In May I tried smoking pot. I had done in college but not well and not more than once. After a lot of coughing and learning how to smoke pot because it’s nothing like cigarettes I started to like it by June. The pot couch locked me. Finally I was still. Sooner after, still sometime in June, my husband and I were talking about what else I might like as well as what he might like. Somehow the conversation veered to a threesome fantasy and we watched adult videos to see how that would work since again, this was all new to me but I liked what I saw. I was turned on, interested and maybe happy about the idea. There are certain websites like when you’re single and looking to date for couples who are looking to swing.
By July we had one profile on two websites and a few conversations going. Neither of us knew how to date another couple but luckily there was a house party we were invited to so we went. I smoked first, puked on the way, drank wine and vodka shots and smoked more there. I ran around in my bikini and skinny dipped in their beautiful pool. I made out with three different men and I think two women. One man was an exceedingly good kisser, the other was a great conservationist who held my interest and intrigue. The first was just an offer to see how my husband would respond when watching me kiss another man. It was silly fun but the other two I would kiss again.
So here I am. Almost four months after hearing the phrase, “It’s going to get worse before it gets better.” and I can’t help but wonder if I am making it worse…
I want someone to see me. To read my words and know my soul. To feel my pain and be in anguish with me just long enough to know it’s real and then show me how to get out of it. Ironically, there is only one name I can think of that can accomplish this and it’s not easy to accept. I was taught and I believe what I am describing matches what Jesus does for people but idk how He could from heaven. Idk how He could be here for me. How I could talk to Him the way I want to, lay with him just to lay down in sorrow. I lay in bed a lot and I want someone there with me, holding me, whispering things to me, reading to me… How can He do these things?
I want to feel anything else but this loss. I may be using the swingers erotic lifestyle as an illusion to what I truly want because it feels good. I was the half naked girl running around, slipping out to smoke when I needed to be grounded.
My therapist said something about me being in a state of transformation. I believe her. There has been an enormous change to who I am, who I was. I have been accepting more and more that we are never just one person. I joke with myself about being a bi-polar Gemini so at any time I am at least four things but truly it’s moment by moment we define ourselves. At that party, in the moments we shared there, I didn’t have the loss weighing so heavily, crushing my breath like I am being pulled to the grave as well.

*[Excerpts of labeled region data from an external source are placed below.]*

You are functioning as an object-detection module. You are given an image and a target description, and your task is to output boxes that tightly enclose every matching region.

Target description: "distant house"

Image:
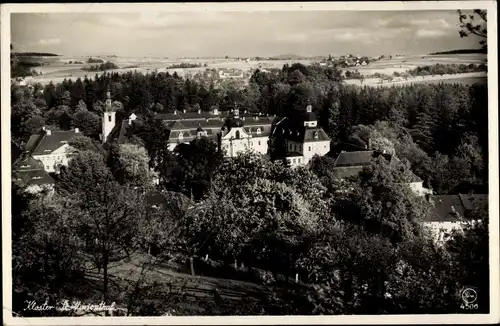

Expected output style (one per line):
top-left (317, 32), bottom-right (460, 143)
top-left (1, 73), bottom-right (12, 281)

top-left (25, 127), bottom-right (80, 172)
top-left (272, 105), bottom-right (331, 167)
top-left (13, 157), bottom-right (54, 193)
top-left (333, 150), bottom-right (432, 196)
top-left (425, 194), bottom-right (488, 242)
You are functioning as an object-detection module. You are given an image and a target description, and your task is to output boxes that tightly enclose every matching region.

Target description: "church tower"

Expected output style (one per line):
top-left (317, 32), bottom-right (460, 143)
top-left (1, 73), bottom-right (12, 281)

top-left (102, 89), bottom-right (116, 144)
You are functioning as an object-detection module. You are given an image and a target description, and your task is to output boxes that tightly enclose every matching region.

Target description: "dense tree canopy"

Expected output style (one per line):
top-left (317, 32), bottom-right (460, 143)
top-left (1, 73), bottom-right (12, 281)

top-left (11, 59), bottom-right (489, 314)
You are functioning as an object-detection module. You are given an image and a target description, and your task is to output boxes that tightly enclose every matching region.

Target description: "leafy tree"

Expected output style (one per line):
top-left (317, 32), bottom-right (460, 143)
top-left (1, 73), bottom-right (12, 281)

top-left (110, 144), bottom-right (153, 189)
top-left (12, 185), bottom-right (85, 316)
top-left (58, 150), bottom-right (145, 302)
top-left (72, 110), bottom-right (101, 139)
top-left (457, 9), bottom-right (488, 49)
top-left (446, 202), bottom-right (490, 313)
top-left (159, 138), bottom-right (223, 200)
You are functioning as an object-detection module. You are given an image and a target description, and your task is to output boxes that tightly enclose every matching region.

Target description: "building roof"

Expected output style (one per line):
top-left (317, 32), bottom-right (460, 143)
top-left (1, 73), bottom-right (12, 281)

top-left (10, 140), bottom-right (23, 165)
top-left (286, 152), bottom-right (304, 157)
top-left (282, 126), bottom-right (330, 143)
top-left (18, 169), bottom-right (54, 186)
top-left (26, 131), bottom-right (79, 155)
top-left (334, 151), bottom-right (374, 167)
top-left (14, 156), bottom-right (43, 171)
top-left (334, 151), bottom-right (423, 183)
top-left (303, 112), bottom-right (318, 121)
top-left (155, 111), bottom-right (229, 121)
top-left (427, 194), bottom-right (488, 222)
top-left (333, 166), bottom-right (363, 179)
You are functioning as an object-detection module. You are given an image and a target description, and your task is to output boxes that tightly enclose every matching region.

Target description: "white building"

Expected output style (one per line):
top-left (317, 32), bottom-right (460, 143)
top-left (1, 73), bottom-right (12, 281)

top-left (101, 91), bottom-right (116, 144)
top-left (425, 194), bottom-right (488, 243)
top-left (13, 157), bottom-right (54, 193)
top-left (25, 127), bottom-right (80, 173)
top-left (272, 105), bottom-right (330, 167)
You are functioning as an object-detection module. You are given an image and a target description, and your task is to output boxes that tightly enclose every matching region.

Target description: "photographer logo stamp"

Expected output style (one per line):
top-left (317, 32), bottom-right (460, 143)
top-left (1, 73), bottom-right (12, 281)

top-left (462, 288), bottom-right (477, 304)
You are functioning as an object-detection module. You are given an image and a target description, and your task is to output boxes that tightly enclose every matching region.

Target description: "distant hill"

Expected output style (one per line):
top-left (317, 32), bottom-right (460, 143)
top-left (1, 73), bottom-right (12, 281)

top-left (429, 49), bottom-right (487, 55)
top-left (270, 54), bottom-right (304, 60)
top-left (12, 52), bottom-right (60, 57)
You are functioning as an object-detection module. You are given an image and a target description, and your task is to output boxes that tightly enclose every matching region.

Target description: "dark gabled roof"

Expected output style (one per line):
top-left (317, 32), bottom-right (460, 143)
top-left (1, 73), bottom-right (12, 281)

top-left (243, 115), bottom-right (276, 126)
top-left (302, 112), bottom-right (318, 121)
top-left (243, 123), bottom-right (271, 137)
top-left (10, 140), bottom-right (23, 165)
top-left (18, 169), bottom-right (54, 186)
top-left (24, 133), bottom-right (44, 153)
top-left (284, 126), bottom-right (330, 143)
top-left (165, 118), bottom-right (223, 131)
top-left (458, 194), bottom-right (488, 210)
top-left (333, 166), bottom-right (363, 179)
top-left (334, 151), bottom-right (374, 167)
top-left (286, 152), bottom-right (304, 157)
top-left (14, 156), bottom-right (43, 172)
top-left (427, 195), bottom-right (488, 222)
top-left (28, 131), bottom-right (79, 155)
top-left (155, 111), bottom-right (229, 121)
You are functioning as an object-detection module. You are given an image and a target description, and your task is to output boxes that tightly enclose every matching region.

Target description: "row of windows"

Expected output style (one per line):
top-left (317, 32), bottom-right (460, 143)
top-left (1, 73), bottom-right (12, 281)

top-left (289, 158), bottom-right (302, 164)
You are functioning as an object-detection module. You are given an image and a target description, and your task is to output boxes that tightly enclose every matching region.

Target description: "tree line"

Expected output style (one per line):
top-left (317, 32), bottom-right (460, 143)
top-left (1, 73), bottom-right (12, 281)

top-left (11, 64), bottom-right (488, 194)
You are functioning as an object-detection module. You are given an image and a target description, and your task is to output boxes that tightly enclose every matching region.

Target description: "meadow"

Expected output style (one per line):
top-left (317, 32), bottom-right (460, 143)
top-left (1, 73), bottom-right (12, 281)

top-left (21, 54), bottom-right (486, 86)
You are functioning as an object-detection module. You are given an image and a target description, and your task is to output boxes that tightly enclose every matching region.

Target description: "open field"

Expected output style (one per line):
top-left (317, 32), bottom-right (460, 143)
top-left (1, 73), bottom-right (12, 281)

top-left (346, 54), bottom-right (486, 76)
top-left (17, 54), bottom-right (486, 85)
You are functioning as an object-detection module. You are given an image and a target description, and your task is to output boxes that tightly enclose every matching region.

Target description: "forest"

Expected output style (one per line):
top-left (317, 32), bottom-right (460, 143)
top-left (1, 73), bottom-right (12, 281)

top-left (11, 64), bottom-right (489, 315)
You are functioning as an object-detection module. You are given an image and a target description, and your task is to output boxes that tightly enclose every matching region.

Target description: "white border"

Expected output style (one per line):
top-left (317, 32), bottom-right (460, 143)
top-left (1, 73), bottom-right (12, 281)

top-left (0, 1), bottom-right (500, 325)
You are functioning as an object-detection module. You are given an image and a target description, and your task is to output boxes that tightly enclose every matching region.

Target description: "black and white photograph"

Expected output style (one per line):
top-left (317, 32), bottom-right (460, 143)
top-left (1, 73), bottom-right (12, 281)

top-left (1, 1), bottom-right (499, 325)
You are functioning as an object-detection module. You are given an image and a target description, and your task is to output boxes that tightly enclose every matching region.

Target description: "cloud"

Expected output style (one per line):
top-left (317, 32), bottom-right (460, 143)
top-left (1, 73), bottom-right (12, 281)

top-left (38, 38), bottom-right (61, 46)
top-left (416, 29), bottom-right (447, 38)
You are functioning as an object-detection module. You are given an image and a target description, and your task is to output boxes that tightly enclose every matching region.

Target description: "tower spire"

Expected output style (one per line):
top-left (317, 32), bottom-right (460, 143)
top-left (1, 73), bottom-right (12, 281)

top-left (106, 86), bottom-right (112, 111)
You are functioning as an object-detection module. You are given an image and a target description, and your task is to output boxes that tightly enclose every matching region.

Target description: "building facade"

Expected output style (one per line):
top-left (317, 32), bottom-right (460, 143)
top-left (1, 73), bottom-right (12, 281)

top-left (25, 127), bottom-right (80, 173)
top-left (424, 194), bottom-right (488, 243)
top-left (157, 107), bottom-right (275, 157)
top-left (271, 105), bottom-right (331, 167)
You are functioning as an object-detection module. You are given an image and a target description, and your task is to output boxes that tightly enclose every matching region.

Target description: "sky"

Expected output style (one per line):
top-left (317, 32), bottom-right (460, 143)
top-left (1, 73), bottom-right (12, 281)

top-left (11, 10), bottom-right (479, 58)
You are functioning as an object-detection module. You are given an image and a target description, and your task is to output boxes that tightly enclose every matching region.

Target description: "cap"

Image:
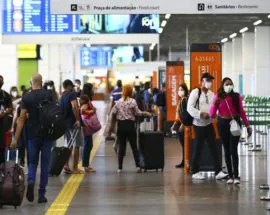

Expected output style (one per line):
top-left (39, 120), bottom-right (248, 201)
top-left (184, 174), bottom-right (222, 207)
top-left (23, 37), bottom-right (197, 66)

top-left (201, 72), bottom-right (215, 80)
top-left (63, 79), bottom-right (75, 88)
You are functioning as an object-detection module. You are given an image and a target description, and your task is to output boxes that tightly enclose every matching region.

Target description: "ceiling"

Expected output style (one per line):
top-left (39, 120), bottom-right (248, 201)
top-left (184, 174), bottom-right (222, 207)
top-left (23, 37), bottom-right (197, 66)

top-left (154, 14), bottom-right (270, 55)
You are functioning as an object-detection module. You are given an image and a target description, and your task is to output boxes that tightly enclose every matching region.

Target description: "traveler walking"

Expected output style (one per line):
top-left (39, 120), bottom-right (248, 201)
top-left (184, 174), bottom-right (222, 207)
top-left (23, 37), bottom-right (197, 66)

top-left (187, 73), bottom-right (227, 180)
top-left (112, 85), bottom-right (151, 173)
top-left (60, 80), bottom-right (83, 174)
top-left (210, 78), bottom-right (252, 184)
top-left (0, 75), bottom-right (13, 164)
top-left (75, 79), bottom-right (82, 98)
top-left (172, 83), bottom-right (188, 168)
top-left (80, 83), bottom-right (96, 172)
top-left (11, 74), bottom-right (53, 203)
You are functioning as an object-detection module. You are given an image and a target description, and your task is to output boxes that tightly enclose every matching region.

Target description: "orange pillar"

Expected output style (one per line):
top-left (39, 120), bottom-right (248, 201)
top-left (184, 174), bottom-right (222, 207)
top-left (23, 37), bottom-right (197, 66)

top-left (184, 126), bottom-right (192, 174)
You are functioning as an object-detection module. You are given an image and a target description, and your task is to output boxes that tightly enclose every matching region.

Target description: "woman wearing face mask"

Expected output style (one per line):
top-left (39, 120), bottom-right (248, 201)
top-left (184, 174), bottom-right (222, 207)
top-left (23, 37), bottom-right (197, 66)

top-left (10, 87), bottom-right (20, 102)
top-left (210, 78), bottom-right (252, 185)
top-left (171, 83), bottom-right (188, 168)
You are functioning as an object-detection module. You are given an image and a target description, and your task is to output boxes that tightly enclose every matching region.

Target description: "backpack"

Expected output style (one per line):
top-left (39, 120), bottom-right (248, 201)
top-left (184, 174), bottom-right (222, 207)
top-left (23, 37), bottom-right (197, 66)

top-left (38, 99), bottom-right (67, 140)
top-left (156, 92), bottom-right (166, 107)
top-left (180, 88), bottom-right (202, 126)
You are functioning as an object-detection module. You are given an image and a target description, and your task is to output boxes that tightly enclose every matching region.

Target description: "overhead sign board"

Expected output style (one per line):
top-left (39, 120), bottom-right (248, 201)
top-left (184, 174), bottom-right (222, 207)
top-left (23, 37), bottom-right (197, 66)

top-left (51, 0), bottom-right (270, 14)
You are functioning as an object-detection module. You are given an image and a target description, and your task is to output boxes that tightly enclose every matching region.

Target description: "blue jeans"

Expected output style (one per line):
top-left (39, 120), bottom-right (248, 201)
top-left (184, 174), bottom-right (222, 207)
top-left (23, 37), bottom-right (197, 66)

top-left (82, 135), bottom-right (93, 168)
top-left (27, 138), bottom-right (52, 197)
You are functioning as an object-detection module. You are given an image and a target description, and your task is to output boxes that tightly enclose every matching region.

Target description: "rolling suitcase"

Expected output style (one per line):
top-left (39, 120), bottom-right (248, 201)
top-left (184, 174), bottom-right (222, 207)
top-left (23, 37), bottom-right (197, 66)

top-left (190, 139), bottom-right (222, 172)
top-left (0, 150), bottom-right (25, 208)
top-left (49, 129), bottom-right (80, 176)
top-left (138, 116), bottom-right (165, 172)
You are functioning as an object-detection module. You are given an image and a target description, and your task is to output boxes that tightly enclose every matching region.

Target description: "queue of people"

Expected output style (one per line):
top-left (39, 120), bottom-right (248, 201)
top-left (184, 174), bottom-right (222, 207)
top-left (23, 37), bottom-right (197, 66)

top-left (0, 73), bottom-right (252, 206)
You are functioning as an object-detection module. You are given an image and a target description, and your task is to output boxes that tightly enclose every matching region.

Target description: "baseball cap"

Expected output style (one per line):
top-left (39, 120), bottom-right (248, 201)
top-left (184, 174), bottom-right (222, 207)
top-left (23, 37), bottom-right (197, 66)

“Does destiny pull us forward like gravity pushes us down?” I once asked in a poem I wrote years ago and it has been like a string I am following; a delicate fantasy that there is guidance somewhere if I can hold onto the right… I hate that word. “Right” I don’t feel like there is such a thing as right or wrong anymore. How can there be?
Everyone knows what happened to my mother was WRONG – there is no dispute; however, the driver, the man who admits he blew thru the stop sign, “Didn’t do anything illegal” because Stop & Shop is fucking private property and that stop sign was a fucking suggestion and the crosswalk is a fucking JOKE! It’s all WRONG!!! FUCK YOU ALL!!!